# Description
There are times where explicitly specifying a schema for a dataframe is
needed such as:
- Opening CSV and JSON lines files and needing provide more information
to polars to keep it from failing or in a desire to override default
type conversion
- When converting a nushell value to a dataframe and wanting to override
the default conversion behaviors.
This pull requests provides:
- A flag to allow specifying a schema when using dfr into-df
- A flag to allow specifying a schema when using dfr open that works for
CSV and JSON types
- A new command `dfr schema` which displays schema information and will
allow display support schema dtypes
Schema is specified creating a record that has the key value and the
dtype.
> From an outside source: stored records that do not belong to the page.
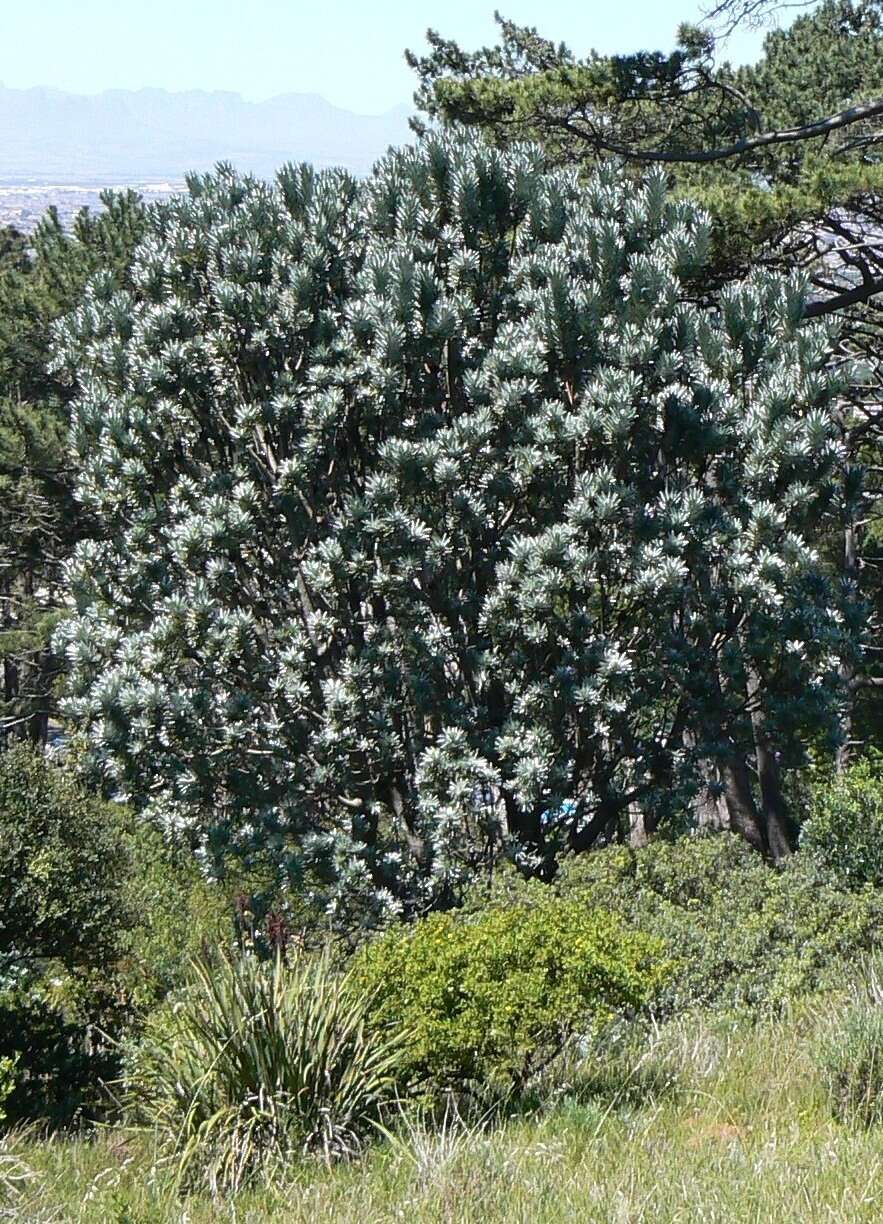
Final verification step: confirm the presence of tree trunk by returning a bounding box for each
[748,668,797,863]
[835,523,859,774]
[720,750,769,857]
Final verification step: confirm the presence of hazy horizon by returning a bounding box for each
[6,0,778,115]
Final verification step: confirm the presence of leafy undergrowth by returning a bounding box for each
[12,1001,883,1224]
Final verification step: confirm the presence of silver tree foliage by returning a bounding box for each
[53,137,852,914]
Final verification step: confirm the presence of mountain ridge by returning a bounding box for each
[0,86,409,184]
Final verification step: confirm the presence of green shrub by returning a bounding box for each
[0,747,257,1125]
[470,834,883,1018]
[800,754,883,889]
[0,747,133,968]
[0,1058,18,1122]
[818,999,883,1126]
[127,955,402,1193]
[354,890,665,1094]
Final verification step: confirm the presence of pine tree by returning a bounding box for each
[0,192,143,748]
[53,137,855,916]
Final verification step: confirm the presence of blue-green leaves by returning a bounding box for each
[55,137,844,918]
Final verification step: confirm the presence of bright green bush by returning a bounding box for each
[818,999,883,1126]
[127,956,402,1193]
[354,889,666,1093]
[470,834,883,1017]
[800,754,883,889]
[0,1058,17,1122]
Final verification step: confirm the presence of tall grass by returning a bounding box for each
[127,956,400,1193]
[10,998,883,1224]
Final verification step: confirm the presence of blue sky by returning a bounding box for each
[0,0,778,114]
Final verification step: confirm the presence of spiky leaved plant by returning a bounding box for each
[127,953,400,1193]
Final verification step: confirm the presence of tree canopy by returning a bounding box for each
[53,137,857,911]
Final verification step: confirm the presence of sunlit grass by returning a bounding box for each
[13,1004,883,1224]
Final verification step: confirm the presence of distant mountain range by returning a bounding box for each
[0,87,410,184]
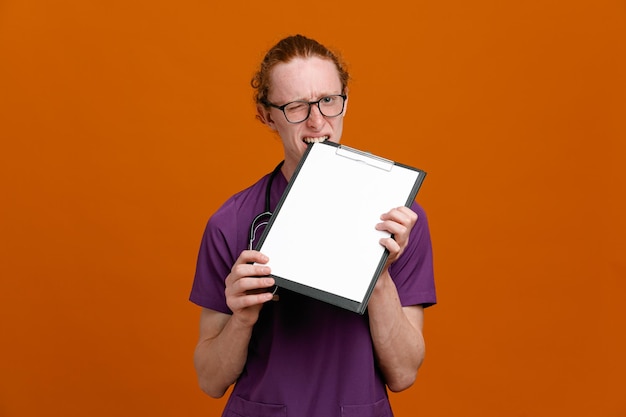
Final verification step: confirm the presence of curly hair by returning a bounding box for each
[250,35,350,106]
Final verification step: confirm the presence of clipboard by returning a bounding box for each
[255,142,426,314]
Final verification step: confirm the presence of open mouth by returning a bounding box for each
[302,136,328,143]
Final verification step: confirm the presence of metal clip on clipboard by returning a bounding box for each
[335,145,394,171]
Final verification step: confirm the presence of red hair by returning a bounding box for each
[250,35,350,106]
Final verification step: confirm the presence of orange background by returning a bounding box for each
[0,0,626,417]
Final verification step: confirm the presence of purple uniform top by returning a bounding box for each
[190,164,436,417]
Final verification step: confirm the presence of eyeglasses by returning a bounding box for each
[263,94,348,123]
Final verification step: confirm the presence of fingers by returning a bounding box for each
[226,250,275,316]
[376,207,417,263]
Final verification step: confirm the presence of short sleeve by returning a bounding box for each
[389,202,437,307]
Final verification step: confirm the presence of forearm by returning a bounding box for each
[368,271,425,391]
[194,316,252,398]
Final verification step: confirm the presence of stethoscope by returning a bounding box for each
[248,161,285,249]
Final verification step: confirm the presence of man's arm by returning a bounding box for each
[194,251,274,398]
[368,207,425,391]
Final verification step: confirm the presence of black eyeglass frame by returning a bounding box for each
[262,94,348,124]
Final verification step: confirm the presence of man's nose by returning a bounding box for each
[307,104,324,127]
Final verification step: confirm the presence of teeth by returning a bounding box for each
[302,136,328,143]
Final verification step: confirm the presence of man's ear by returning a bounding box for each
[256,104,276,129]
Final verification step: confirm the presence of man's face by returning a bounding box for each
[258,57,347,176]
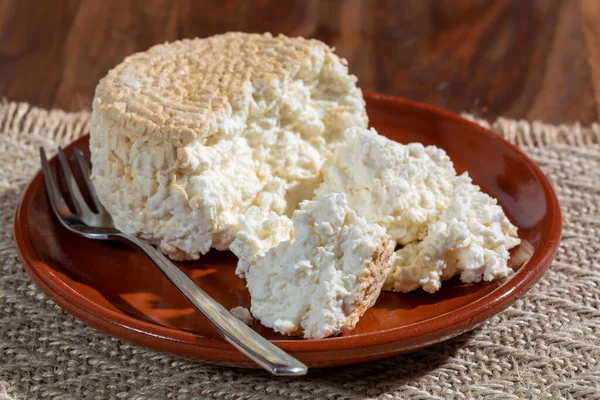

Examples usages:
```
{a:1, b:{a:2}} | dfr into-df -s {a: u8, b: {a: i32}} | dfr schema
{a: 1, b: {a: [1 2 3]}, c: [a b c]} | dfr into-df -s {a: u8, b: {a: list<u64>}, c: list<str>} | dfr schema
dfr open -s {pid: i32, ppid: i32, name: str, status: str, cpu: f64, mem: i64, virtual: i64} /tmp/ps.jsonl | dfr schema
```
Supported dtypes:
null
bool
u8
u16
u32
u64
i8
i16
i32
i64
f32
f64
str
binary
date
datetime[time_unit: (ms, us, ns) timezone (optional)]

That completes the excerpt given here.